Un documentaire très original
Vous voyez les
films de fiction qui se font passer pour des documentaires, afin de
renforcer le réalisme de l’histoire et
vous voyez les documentaires qui se font passer pour des fictions. Il se trouve
que pendant toute la séance, je croyais comme beaucoup de camarades que le film
se rangeait dans la deuxième catégorie. Je pensais que c’était comme le film de
Richard Linklater Boyhood sorti en
2014, une fiction où le réalisateur a filmé les mêmes acteurs pendant douze ans
entre 2001 et 2013, où l’on voit les mêmes enfants grandir. Et bien il se
trouve que non. J’ai découvert qu’il s’agissait bien, en fait, d’un documentaire
en lisant le générique. Les deux filles n’étaient pas des actrices, mais bel et
bien des personnes réelles. Ce fut frappant pour moi. Ce film se rangeait donc
dans la première catégorie, car
Lifshitz a employé un découpage qui me semblait être peu probable pour les
conversations qu’entretenaient les personnes, notamment les nombreuses disputes
entre Emma, l’une des adolescentes, et sa mère, car la plupart des conversations
étaient coupées et se présentaient donc à travers différents plans, à
différentes échelles. On pouvait retrouver les deux personnes sur le même cadre
en train de se disputer et soudain l’une des personnes commence à s’exprimer et finit ce qu’elle a à
dire sur un gros plan. C'est-à-dire quand l’on cadre seulement la tête de la
personne. On voit cela très rarement dans
un documentaire. Non seulement les gros plans sont plutôt propres à la fiction,
on a peu l’habitude de voir ça dans le documentaire et on a encore moins
l’habitude de voir une conversation découpée et qui alterne des plans
différents, éloignés/rapprochés, car généralement, on s’intéresse simplement aux
propos dans la plupart des documentaires.
C’est pour cela
qu’Adolescentes
va encore plus loin que les autres documentaires puisque le réalisateur lui
donne de véritables qualités artistiques : le film se présente
esthétiquement plus beau, à travers une mise en scène élaborée, bien travaillée.

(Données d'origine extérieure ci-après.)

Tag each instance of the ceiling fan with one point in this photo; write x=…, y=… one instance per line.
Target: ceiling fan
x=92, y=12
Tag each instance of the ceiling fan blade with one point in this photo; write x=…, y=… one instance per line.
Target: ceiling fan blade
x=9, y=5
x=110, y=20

Ce qui nous donne naturellement une impression de fiction. Nous voyons donc
bien qu’à travers la mise en scène et les différentes techniques artistiques
employées, Sébastien Lifshitz apporte une image de fiction, et donc une
grande originalité à ce film documentaire.
Mais en plus de la mise en scène frappante, il y a aussi l’intimité qui nous laisse dans le doute, car la manière dont on pénètre l’intimité de ces deux filles est incroyable lors des conversations et des nombreuses disputes qu’elles ont avec leurs parents. On peut se demander comment elles ont pu autant exposer leur vie privée face au réalisateur. Dans un premier temps, nous nous disons que c’est une fiction par la manière dont on touche à l’intimité. On trouve, dans un premier temps, que les comédiens ont livré un jeu extrêmement réaliste, comme le passage où Emma pleure après une dispute avec sa mère au sujet d’un examen de solfège qu’elle ne veut pas passer. On se dit que c’est un très bon jeu, mais non, il s’agit bel et bien de vraies émotions, surtout les conversations qu’elles ont autour de la sexualité que je vais détailler davantage dans les parties suivantes.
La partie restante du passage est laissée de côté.